Lord and Miller were let go mid-June, four months into production, because of what Lucasfilm noted were “different creative visions on this film,” in which Harrelson plays the mentor to a young Han Solo. They were replaced by Ron Howard.
Harrelson pointed out that he and Howard previously worked together on 1999’s EDtv. “He’s a wonderful guy,” he said.
He noted that Howard quickly came onboard for a one-day shoot for Star Wars, before a forced pause. “We did shoot one day with him,” he said, explaining that “we had to shoot because Thandie [Newton] had to leave.”
Harrelson said shooting was due to resume July 12.
Earlier, during a mid-May interview for this week’s THR cover story, the actor spoke highly of Lord and Miller.
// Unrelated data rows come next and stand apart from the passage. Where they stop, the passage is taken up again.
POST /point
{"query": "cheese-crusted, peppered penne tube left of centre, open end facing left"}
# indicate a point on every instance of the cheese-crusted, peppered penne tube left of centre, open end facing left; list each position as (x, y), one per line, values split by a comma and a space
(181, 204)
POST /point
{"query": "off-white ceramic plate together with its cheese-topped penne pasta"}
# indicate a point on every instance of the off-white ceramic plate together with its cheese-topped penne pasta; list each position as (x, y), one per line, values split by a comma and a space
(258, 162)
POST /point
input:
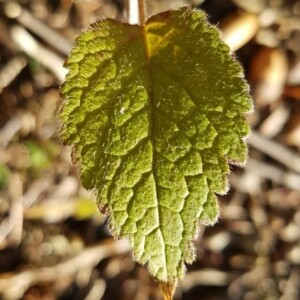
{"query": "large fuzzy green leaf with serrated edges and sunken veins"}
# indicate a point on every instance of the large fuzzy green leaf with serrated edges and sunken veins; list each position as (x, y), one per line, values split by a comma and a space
(155, 113)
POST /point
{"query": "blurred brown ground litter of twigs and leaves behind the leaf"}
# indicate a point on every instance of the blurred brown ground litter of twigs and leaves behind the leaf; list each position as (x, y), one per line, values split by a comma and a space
(54, 244)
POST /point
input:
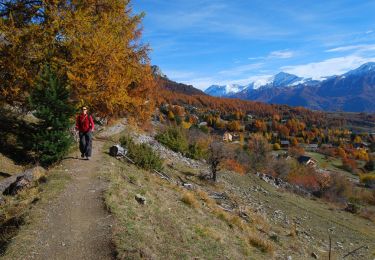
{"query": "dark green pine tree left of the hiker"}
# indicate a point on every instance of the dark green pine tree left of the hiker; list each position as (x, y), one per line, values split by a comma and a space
(50, 100)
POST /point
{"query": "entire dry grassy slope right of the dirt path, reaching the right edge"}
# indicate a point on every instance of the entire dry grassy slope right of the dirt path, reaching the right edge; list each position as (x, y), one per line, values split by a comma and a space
(168, 228)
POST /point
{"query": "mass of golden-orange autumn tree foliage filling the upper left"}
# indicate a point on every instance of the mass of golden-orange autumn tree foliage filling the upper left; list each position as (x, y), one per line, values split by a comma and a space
(94, 42)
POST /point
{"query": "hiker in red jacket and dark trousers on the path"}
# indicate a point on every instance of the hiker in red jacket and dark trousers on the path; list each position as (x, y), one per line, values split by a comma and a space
(85, 126)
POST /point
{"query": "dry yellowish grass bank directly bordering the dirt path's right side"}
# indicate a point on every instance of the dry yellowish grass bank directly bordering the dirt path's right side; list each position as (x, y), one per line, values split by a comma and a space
(166, 227)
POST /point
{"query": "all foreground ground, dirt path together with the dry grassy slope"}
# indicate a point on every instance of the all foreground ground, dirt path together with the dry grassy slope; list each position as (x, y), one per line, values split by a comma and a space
(184, 216)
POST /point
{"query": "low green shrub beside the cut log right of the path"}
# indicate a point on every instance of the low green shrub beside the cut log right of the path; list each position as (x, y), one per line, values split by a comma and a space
(142, 154)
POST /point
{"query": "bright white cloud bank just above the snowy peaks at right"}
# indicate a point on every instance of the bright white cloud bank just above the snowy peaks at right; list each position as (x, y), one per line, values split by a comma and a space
(329, 67)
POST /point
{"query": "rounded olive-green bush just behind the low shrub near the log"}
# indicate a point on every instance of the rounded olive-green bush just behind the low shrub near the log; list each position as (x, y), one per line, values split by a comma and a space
(175, 139)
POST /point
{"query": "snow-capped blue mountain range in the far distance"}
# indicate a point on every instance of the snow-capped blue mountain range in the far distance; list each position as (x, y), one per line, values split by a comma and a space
(353, 91)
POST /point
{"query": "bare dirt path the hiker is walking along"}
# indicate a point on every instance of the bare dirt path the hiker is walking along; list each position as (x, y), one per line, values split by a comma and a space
(76, 224)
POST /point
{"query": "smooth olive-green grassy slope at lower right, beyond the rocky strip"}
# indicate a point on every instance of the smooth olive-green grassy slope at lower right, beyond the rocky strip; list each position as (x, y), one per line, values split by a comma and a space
(312, 218)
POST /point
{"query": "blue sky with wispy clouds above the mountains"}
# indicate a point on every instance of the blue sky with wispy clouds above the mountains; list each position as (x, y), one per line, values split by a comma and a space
(205, 42)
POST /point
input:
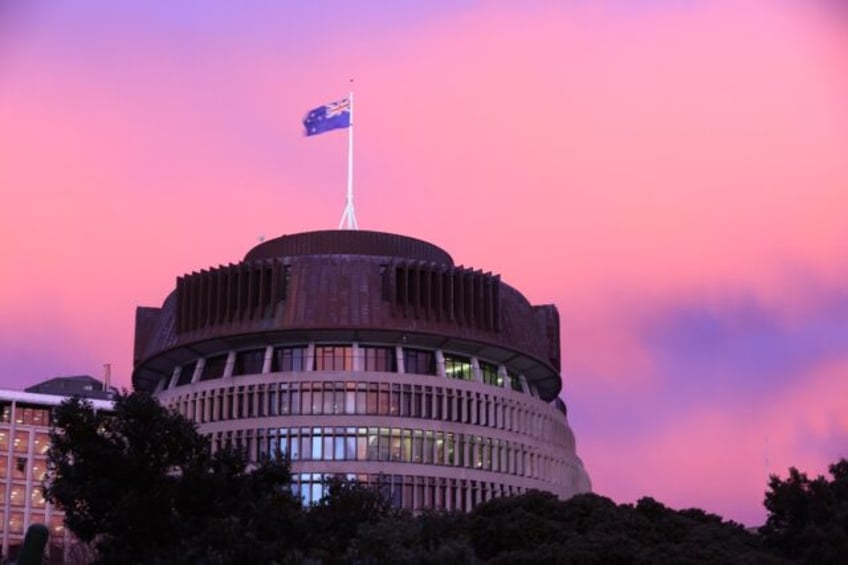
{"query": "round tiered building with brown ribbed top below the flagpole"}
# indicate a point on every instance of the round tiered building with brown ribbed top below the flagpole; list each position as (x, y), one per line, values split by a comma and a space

Noting that he at first had turned down the Star Wars role, he said it was Shearmur who persuaded him to say yes, just as she had when she served as an executive on The Hunger Games.
“I turned [the role] down twice, too,” he explained, “and the same person, Alli, wouldn’t take no for an answer.”
As to the process of reading the script, he said: “Definitely [Star Wars] has more secrecy than anything ever. You get an e-reader; you don’t get a script. They give it to you, and you give it back after you read it. But I was like, ‘I’ve got to be with my family, I got to go home.’ I’d been home in Maui one week since November. But I met with [Lord and Miller] one night, and we hung out and we went over to [publicist and Harrelson friend] Matthew Freud’s and played ping-pong? and just had a great time. They were really good guys. I’ve been enjoying it [since then], especially because we just went to [shoot in the Dolomites] in Italy. Thandie Newton said, ‘It’s like being at camp ’cause you got everybody together,’ and we had a couple of epic parties.”
Asked last week how he felt the director replacement would impact the film, he added: “I think I read some stuff where people were worried about the fate of this movie. I wouldn’t worry. The Force is still very much with it.”